Prediction of the excitation energies of the 2$^+_1$ states for superheavy nuclei based on the microscopically derived Grodzins relation

TL;DR

This paper predicts the excitation energies of the first 2+ states in superheavy nuclei with Z≥100 using a microscopic Grodzins relation, revealing a sharp increase in energies along the nuclear chain.

Contribution

It introduces a microscopic variant of the Grodzins relation based on the geometrical collective model to predict excitation energies of superheavy nuclei.

Findings

Excitation energies do not exceed 100 keV at the start of the chain.

E(2+_1) sharply increases with mass number A.

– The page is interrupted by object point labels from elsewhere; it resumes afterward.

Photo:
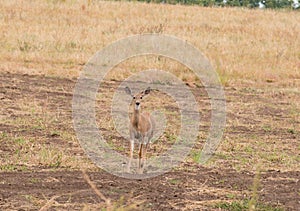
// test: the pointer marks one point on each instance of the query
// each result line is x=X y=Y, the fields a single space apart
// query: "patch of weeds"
x=291 y=131
x=267 y=128
x=196 y=155
x=233 y=206
x=51 y=157
x=3 y=135
x=20 y=141
x=8 y=167
x=245 y=205
x=230 y=196
x=34 y=180
x=174 y=181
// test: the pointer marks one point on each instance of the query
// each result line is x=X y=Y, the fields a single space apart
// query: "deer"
x=141 y=128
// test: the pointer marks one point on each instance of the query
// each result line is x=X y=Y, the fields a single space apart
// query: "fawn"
x=141 y=128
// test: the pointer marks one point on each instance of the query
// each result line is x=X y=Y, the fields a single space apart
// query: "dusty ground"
x=41 y=158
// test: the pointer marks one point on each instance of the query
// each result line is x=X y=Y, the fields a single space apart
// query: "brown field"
x=44 y=46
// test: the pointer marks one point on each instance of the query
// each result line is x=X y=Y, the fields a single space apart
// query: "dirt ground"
x=262 y=127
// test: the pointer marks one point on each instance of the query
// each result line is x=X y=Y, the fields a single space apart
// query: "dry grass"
x=58 y=37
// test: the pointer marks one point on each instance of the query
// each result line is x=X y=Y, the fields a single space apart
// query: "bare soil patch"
x=263 y=127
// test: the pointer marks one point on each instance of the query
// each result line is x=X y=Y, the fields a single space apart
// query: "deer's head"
x=137 y=98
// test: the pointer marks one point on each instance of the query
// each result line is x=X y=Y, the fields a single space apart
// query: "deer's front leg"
x=131 y=154
x=140 y=157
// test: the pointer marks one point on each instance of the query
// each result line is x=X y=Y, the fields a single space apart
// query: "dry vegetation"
x=45 y=44
x=58 y=37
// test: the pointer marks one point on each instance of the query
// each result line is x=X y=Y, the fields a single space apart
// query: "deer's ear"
x=128 y=90
x=147 y=91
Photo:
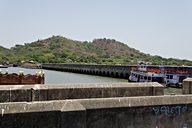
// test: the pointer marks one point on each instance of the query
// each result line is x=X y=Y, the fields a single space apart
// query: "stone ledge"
x=97 y=103
x=14 y=93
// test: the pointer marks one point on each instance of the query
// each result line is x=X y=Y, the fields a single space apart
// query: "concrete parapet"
x=77 y=91
x=187 y=86
x=122 y=112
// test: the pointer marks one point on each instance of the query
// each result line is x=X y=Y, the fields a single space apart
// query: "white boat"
x=142 y=73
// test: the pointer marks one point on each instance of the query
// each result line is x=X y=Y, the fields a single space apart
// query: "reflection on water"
x=56 y=77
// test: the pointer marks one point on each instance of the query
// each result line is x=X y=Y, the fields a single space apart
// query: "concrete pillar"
x=187 y=86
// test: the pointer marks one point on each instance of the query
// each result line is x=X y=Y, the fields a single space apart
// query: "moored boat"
x=145 y=73
x=3 y=66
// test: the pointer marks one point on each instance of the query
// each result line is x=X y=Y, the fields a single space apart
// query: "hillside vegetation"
x=58 y=49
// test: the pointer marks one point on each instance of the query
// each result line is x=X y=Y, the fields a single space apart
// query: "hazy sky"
x=157 y=27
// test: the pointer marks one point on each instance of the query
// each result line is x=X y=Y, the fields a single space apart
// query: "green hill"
x=58 y=49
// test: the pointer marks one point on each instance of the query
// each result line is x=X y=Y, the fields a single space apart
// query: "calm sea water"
x=56 y=77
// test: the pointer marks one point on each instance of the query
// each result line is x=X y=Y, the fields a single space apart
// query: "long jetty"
x=118 y=105
x=118 y=71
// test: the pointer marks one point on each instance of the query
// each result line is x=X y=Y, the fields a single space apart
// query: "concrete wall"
x=20 y=93
x=123 y=112
x=104 y=111
x=187 y=86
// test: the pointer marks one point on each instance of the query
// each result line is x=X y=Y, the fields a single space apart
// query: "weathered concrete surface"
x=77 y=91
x=187 y=86
x=122 y=112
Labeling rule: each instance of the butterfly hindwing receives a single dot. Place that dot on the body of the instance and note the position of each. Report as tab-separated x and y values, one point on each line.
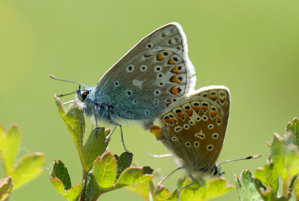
195	127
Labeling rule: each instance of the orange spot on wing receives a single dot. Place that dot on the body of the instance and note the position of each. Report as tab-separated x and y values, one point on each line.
170	61
205	108
156	130
213	97
168	121
181	115
174	90
175	70
213	114
196	108
160	57
189	112
174	79
219	120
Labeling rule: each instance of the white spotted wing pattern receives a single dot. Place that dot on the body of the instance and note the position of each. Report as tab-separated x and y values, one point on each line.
155	73
194	129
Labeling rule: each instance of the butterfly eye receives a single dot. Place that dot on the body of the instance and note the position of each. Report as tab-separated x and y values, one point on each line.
84	95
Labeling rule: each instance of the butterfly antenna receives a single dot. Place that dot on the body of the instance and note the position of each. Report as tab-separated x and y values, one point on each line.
55	78
240	159
169	175
61	95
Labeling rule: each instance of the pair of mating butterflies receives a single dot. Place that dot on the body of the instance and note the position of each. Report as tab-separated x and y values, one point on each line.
155	80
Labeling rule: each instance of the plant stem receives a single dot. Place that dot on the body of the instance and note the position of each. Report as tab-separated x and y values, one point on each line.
82	196
285	190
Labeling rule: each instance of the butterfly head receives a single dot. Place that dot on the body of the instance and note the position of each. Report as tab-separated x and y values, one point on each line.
84	95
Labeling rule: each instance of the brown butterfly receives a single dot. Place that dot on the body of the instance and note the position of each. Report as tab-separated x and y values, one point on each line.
194	130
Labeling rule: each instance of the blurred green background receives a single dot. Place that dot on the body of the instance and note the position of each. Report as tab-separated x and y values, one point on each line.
252	47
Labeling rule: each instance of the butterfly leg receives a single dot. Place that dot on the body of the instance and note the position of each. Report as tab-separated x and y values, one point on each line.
122	138
193	182
81	118
96	120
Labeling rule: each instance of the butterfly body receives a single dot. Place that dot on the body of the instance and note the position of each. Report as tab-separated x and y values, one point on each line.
153	74
194	130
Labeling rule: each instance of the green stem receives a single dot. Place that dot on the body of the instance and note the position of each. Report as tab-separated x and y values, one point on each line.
82	196
285	187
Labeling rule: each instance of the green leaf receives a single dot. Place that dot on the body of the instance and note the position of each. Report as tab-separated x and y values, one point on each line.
285	157
95	146
73	193
123	162
269	176
9	146
141	189
28	167
5	187
92	190
172	196
294	127
246	187
60	171
211	189
104	170
160	193
131	176
58	185
62	183
72	118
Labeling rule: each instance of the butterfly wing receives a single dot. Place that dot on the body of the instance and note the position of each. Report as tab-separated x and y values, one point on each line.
195	127
152	75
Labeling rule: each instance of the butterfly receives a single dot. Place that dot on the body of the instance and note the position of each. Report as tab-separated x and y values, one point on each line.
151	76
194	129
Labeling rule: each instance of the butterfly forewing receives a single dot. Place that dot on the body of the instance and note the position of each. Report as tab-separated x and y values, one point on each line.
152	75
195	127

Maximum excitation energies reach 400-500 keV in specific nuclei.

Abstract

As the result of synthesis of nuclei with large proton numbers a new region of investigations of the structure of nuclei has been discovered. Due to the recent significant increase in the yield of superheavy nuclei their gamma-spectroscopic studies became possible. The purpose of paper is to predict the excitation energies of the $2^+_1$ states of nuclei with Z$\ge 100$ using the microscopic variant of the Grodzins relation derived based on the geometrical collective model. The excitation energies of the $2^+_1$ states of the even-even nuclei from $^{256}$Fm to $^{296}_{120}$X which differ from each other in the number of $\alpha$-particles are predicted. It is shown that at the beginning of the chain of the studied nuclei the excitation energies of the $2^+_1$ states don't exceed 100 keV. Then $E(2^+_1)$ sharply increases with $A$ and reaches maximum value of $400-500$ keV in $^{284}$Fl or $^{292}$Og.